I think that it is a really cute hair cut! You could try curling the longer parts at the back, but otherwise all you can really do is let it grow out.


----------



## MsWonderful (Jun 21, 2009)

Maybe you could try some extensions?


----------



## Adrastea (Jun 22, 2009)

So after much tinkering and de-frizzing, here it is.
I finally got my curls to work with the hair cut.


----------



## Candy Christ (Jun 22, 2009)

Quote:

   Originally Posted by *Adrastea* 

 
_So after much tinkering and de-frizzing, here it is.
I finally got my curls to work with the hair cut. 
	

	
	
		
		

		
		
	


	







_

 
AWW! Your hair looks so cute like that, I love it!


----------



## Adrastea (Jun 23, 2009)

lolz
Thanks.
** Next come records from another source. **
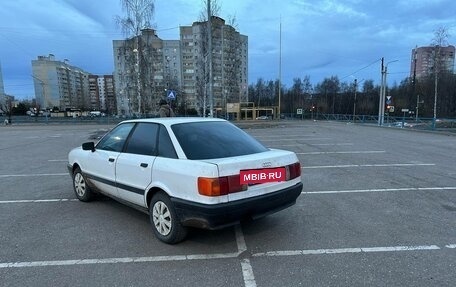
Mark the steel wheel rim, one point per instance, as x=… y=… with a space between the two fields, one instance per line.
x=161 y=217
x=79 y=184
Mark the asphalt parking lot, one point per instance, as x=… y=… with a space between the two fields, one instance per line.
x=378 y=208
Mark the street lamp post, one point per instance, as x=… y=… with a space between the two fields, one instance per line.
x=383 y=92
x=138 y=75
x=354 y=102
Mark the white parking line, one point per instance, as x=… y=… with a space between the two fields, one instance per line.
x=239 y=235
x=117 y=260
x=247 y=273
x=381 y=190
x=339 y=144
x=347 y=250
x=247 y=270
x=297 y=139
x=341 y=152
x=38 y=200
x=368 y=165
x=32 y=174
x=245 y=263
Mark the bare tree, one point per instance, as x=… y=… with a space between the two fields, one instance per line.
x=138 y=16
x=137 y=76
x=440 y=40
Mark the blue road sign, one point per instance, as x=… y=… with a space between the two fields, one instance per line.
x=171 y=95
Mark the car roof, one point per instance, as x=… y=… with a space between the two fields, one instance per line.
x=174 y=120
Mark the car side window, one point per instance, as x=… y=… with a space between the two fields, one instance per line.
x=143 y=139
x=115 y=139
x=165 y=145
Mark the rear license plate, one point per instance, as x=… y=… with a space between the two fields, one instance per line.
x=262 y=175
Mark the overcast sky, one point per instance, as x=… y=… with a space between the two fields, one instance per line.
x=319 y=38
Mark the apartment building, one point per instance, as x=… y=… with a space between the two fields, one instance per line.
x=424 y=60
x=59 y=84
x=147 y=68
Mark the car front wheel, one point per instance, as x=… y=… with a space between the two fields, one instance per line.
x=81 y=189
x=164 y=220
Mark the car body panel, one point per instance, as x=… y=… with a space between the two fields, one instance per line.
x=133 y=177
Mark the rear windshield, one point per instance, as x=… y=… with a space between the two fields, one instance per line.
x=210 y=140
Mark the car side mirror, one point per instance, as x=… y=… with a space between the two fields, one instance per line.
x=88 y=146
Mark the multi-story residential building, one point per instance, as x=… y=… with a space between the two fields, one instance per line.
x=58 y=84
x=145 y=67
x=229 y=64
x=94 y=93
x=102 y=94
x=424 y=60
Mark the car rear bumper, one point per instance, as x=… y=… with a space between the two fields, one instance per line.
x=231 y=213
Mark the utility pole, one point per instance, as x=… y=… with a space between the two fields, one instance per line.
x=354 y=102
x=381 y=105
x=280 y=65
x=414 y=82
x=209 y=57
x=436 y=81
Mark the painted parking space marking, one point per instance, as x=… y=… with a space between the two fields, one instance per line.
x=245 y=263
x=32 y=174
x=338 y=144
x=347 y=250
x=296 y=139
x=117 y=260
x=239 y=236
x=38 y=200
x=341 y=152
x=369 y=165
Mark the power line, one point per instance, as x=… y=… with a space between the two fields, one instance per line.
x=376 y=61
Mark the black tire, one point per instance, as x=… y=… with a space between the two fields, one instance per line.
x=165 y=223
x=80 y=186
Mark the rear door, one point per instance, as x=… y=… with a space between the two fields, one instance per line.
x=101 y=164
x=134 y=165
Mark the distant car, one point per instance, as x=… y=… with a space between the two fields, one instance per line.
x=186 y=172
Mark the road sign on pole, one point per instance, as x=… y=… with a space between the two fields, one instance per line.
x=171 y=95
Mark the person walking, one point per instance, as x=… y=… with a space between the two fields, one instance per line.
x=165 y=110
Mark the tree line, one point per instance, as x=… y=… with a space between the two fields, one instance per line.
x=331 y=96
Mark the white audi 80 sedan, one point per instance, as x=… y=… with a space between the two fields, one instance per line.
x=186 y=172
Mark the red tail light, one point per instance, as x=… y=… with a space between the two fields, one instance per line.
x=293 y=170
x=220 y=185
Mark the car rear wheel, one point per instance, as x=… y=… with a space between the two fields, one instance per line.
x=81 y=189
x=164 y=220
My hair is just naturally curly, but I had to straighten the top layers and curl them under a bit cause they were sticking straight up.


----------



## LaGoddess (Jun 24, 2009)

i agree. it looks really cute
	

	
	
		
		

		
		
	


	




 u can always pin ur short layers back or to the side also while u grow it out.


----------



## Candy Christ (Jun 24, 2009)

Quote:

   Originally Posted by *Adrastea* 

 
_lolz
Thanks. My hair is just naturally curly, but I had to straighten the top layers and curl them under a bit cause they were sticking straight up._

 
My hair is like that too. When it's curly it'll just stick up like crazy. Now that it's growing out it's not as bad, I also started using stuff in my hair when I straightened it and when it's curly it's not as crazy now.


----------



## Dreamergirl3 (Jun 25, 2009)

Sorry about your hair (I think it looks cute, though!) but I must say that Teen Girl Squad is the shit!


----------